Batu is a baby chimp, and in this photo, she’ s about 6 months old.
She’ s a permanent resident at the Philadelphia Zoo, and one warm weekend in the Spring, we took our own baby girl to visit her at the zoo.
I don’ t know too much about animal behavior, but I do know enough to know that the intelligent primates, chimps, orangutans and gorillas share a lot of the same behaviors as humans. In fact, the chimp is the human’s closest “ relative.” We share a lot of the same DNA.
The last time I was at the Philadelphia Zoo, I was in high school. I wasn’t in a mothering/nurturing state of mind back then. But this time, I was.
Tua, the Zoo’ s 16-year-old orangutan gave birth to the baby girl in 2009.

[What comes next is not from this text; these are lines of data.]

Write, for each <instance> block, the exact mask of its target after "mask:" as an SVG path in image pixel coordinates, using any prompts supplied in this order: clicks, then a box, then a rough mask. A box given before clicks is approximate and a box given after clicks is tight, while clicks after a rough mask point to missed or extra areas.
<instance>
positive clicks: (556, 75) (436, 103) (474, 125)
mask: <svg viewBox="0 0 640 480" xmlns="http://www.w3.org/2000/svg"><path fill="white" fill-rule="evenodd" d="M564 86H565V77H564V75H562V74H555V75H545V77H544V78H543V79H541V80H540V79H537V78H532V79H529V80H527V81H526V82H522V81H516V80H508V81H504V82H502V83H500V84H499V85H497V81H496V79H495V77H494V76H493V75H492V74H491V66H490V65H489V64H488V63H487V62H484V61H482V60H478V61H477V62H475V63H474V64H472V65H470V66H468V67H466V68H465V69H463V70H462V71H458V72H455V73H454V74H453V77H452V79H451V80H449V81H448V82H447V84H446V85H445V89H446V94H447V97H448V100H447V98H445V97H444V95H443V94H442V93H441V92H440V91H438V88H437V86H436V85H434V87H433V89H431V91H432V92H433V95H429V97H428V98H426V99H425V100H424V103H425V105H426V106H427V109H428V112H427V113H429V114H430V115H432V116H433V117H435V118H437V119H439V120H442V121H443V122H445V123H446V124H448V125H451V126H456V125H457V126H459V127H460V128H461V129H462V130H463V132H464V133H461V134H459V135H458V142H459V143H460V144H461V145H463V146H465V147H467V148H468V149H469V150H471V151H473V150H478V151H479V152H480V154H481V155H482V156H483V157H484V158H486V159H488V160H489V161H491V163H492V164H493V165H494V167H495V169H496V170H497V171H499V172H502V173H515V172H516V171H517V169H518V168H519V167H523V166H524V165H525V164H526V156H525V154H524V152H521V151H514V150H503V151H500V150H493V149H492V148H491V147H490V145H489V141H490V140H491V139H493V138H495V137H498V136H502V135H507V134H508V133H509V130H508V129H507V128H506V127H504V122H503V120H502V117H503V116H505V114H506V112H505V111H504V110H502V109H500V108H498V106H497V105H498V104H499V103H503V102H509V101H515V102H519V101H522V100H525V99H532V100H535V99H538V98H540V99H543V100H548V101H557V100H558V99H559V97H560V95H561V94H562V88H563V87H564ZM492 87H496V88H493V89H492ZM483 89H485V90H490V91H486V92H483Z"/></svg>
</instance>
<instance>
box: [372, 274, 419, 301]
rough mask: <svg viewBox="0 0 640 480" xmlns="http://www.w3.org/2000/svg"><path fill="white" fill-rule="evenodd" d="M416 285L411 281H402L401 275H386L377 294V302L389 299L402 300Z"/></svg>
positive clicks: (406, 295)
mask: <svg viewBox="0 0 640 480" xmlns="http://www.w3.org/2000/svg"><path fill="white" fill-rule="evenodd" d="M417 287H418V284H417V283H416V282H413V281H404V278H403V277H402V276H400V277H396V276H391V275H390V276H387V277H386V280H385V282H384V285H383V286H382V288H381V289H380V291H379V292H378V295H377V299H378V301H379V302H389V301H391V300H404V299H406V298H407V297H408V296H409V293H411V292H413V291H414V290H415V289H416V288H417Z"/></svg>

We saw Tua and Batu. They were in the Primate House, enclosed thick glass for all of us to see. They were alone, and Tua was cradling Batu – much like I cradled my own daughter when she was her age.
I was enraptured by what I was witnessing. This baby, this child clinging to her mother. It was beautiful. And I felt connected to these primates.
But then something happened.
Tua looked around. With this baby still clinging to her chest, she walked over to the wall, picked up a sheet, and draped it over her and her child.
She wanted privacy.
She wanted to protect.
At that moment, I felt something I normally don’ t feel at a zoo: I felt like an intruder. I felt like I was spying on something so sacred. I put myself in her position.
I began to tear up.
Imagine strangers peering through a glass wall as you nurse your child to sleep. Picture a group of people, hoarding around, watching as you play with your child in the bathtub.
We were those strangers. We were those intruders.
Tua and I might not share 100% of the same DNA, but I am guessing, after this experience, we share the important parts: The ones that protect, nurture, care for and love our children.